Sebagai inspektur upacara, Kapolres AKBP David Candra Babega menyampaikan syukur atas terselenggaranya apel sebagai bentuk kesiapan personel, kemampuan, dan kelengkapan sarana prasarana sebelum diterjunkan ke lapangan.
“Apel gelar pasukan ini merupakan langkah manajerial untuk memastikan seluruh rencana operasi dapat diimplementasikan secara optimal demi keamanan, kenyamanan, dan keselamatan masyarakat dalam berlalu lintas,” ujarnya.

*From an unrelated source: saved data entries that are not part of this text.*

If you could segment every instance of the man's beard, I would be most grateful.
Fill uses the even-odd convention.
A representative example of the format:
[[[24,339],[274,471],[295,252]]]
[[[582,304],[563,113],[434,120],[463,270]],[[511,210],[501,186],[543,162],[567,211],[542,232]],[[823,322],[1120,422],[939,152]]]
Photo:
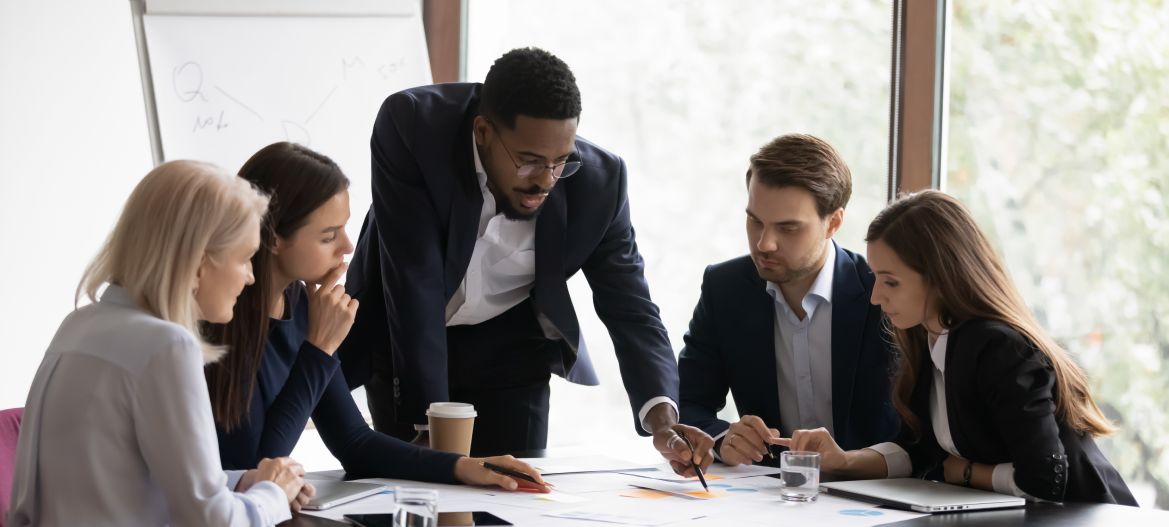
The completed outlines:
[[[530,186],[526,189],[513,189],[513,190],[515,190],[516,192],[519,192],[521,194],[528,194],[528,195],[545,194],[545,193],[551,192],[551,189],[544,190],[544,189],[540,188],[539,185],[536,185],[536,184],[533,184],[532,186]],[[511,200],[508,198],[509,198],[509,196],[507,196],[507,195],[502,196],[502,199],[501,199],[501,196],[495,196],[495,210],[497,212],[502,212],[504,218],[507,218],[507,219],[512,220],[512,221],[532,221],[532,220],[536,219],[540,215],[540,211],[544,210],[544,204],[547,203],[547,200],[545,200],[544,203],[541,203],[539,207],[536,207],[536,210],[534,210],[532,212],[524,212],[524,211],[521,211],[521,210],[515,208],[512,205]]]
[[[803,267],[800,267],[797,269],[785,269],[783,271],[775,271],[775,270],[763,271],[763,270],[760,270],[759,277],[764,279],[764,280],[767,280],[768,282],[774,282],[776,284],[786,284],[788,282],[794,282],[797,280],[807,278],[809,275],[811,275],[812,273],[815,273],[815,272],[816,272],[816,266],[815,266],[815,263],[813,263],[811,265],[806,265],[806,266],[803,266]]]
[[[828,250],[828,249],[825,249],[825,250]],[[812,257],[811,259],[805,260],[804,262],[800,262],[803,264],[800,267],[784,268],[782,271],[781,270],[764,271],[762,269],[757,269],[757,270],[759,271],[759,277],[768,281],[768,282],[774,282],[776,284],[786,284],[789,282],[795,282],[798,280],[802,280],[804,278],[807,278],[808,276],[811,276],[812,274],[815,274],[819,270],[817,268],[817,264],[820,263],[820,261],[823,259],[823,257],[824,257],[824,253],[821,252],[820,254]]]

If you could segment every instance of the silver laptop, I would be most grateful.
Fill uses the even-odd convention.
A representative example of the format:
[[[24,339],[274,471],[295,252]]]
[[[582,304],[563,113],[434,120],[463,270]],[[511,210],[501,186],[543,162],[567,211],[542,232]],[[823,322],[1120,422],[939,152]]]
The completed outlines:
[[[829,494],[918,512],[1022,507],[1023,498],[915,478],[821,483]]]
[[[306,510],[310,511],[325,510],[342,503],[373,496],[386,488],[384,485],[376,483],[358,483],[356,481],[327,479],[309,479],[307,481],[317,488],[317,494],[304,506]]]

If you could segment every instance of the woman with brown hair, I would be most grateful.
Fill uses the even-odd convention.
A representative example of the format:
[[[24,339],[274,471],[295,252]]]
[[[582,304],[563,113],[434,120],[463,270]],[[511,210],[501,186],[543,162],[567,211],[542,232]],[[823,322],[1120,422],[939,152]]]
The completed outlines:
[[[1033,500],[1136,505],[1095,437],[1114,428],[1084,372],[1039,326],[990,242],[937,191],[885,208],[865,237],[872,303],[899,357],[895,442],[845,452],[826,430],[777,443],[818,451],[826,472],[921,477]]]
[[[203,331],[210,342],[232,350],[206,371],[224,468],[287,456],[311,418],[349,478],[547,491],[488,470],[479,459],[422,448],[369,428],[335,356],[359,307],[337,284],[345,255],[353,252],[345,234],[348,178],[327,156],[287,142],[256,152],[240,177],[268,193],[272,204],[261,226],[260,250],[251,258],[254,283],[243,289],[229,322],[208,324]],[[511,456],[488,461],[543,482],[535,469]]]

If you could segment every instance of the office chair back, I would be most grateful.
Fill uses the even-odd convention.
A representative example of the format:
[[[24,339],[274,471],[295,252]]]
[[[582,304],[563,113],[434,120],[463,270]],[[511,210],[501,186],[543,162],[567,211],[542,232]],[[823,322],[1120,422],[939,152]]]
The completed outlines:
[[[16,439],[20,437],[21,408],[0,410],[0,527],[12,499],[12,472],[16,468]]]

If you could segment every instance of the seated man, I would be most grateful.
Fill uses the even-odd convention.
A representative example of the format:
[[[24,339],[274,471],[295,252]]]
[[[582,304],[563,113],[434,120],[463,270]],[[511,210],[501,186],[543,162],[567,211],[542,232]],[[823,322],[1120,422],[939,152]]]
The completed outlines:
[[[728,465],[762,461],[779,430],[823,426],[846,449],[897,433],[873,273],[832,240],[851,193],[848,167],[815,137],[751,156],[750,255],[706,268],[678,365],[682,422],[714,437]],[[715,415],[728,389],[736,423]]]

Kapolres juga memaparkan evaluasi situasi lalu lintas dua bulan terakhir di Sulawesi Utara. Pada September tercatat 236 kasus kecelakaan dengan 26 korban meninggal, sementara bulan berikutnya tercatat 179 kasus dengan 23 korban meninggal. Angka ini dinilai masih tinggi dan perlu mendapat perhatian serius, terlebih menjelang perayaan Natal 2025 dan Tahun Baru 2026.
Operasi Keselamatan Samrat 2025 melibatkan unsur TNI, Polri, Satpol PP, Damkar, Basarnas, serta pemerintah daerah. Beberapa poin penekanan yang disampaikan Kapolres antara lain:
Melaksanakan strong point di titik rawan kemacetan, kecelakaan, dan kriminalitas.
Meningkatkan kewaspadaan terhadap potensi aksi kriminalitas selama operasi.
Mengoptimalkan peralatan dan sarpras pendukung operasi.
Mendorong terobosan kreatif yang dapat dipertanggungjawabkan demi terciptanya Kamtibmas dan Kamseltibcarlantas.
Melakukan tindakan tegas namun humanis terhadap pelanggaran yang berpotensi mengganggu keamanan dan keselamatan.
Di akhir amanatnya, Kapolres menegaskan pentingnya dedikasi aparat kepolisian dalam melindungi masyarakat. “Tidak ada negara yang berhasil tanpa kepolisian yang unggul dan tangguh. Semoga pengabdian kita menjadi nilai ibadah di hadapan Tuhan Yang Maha Esa,” tutupnya.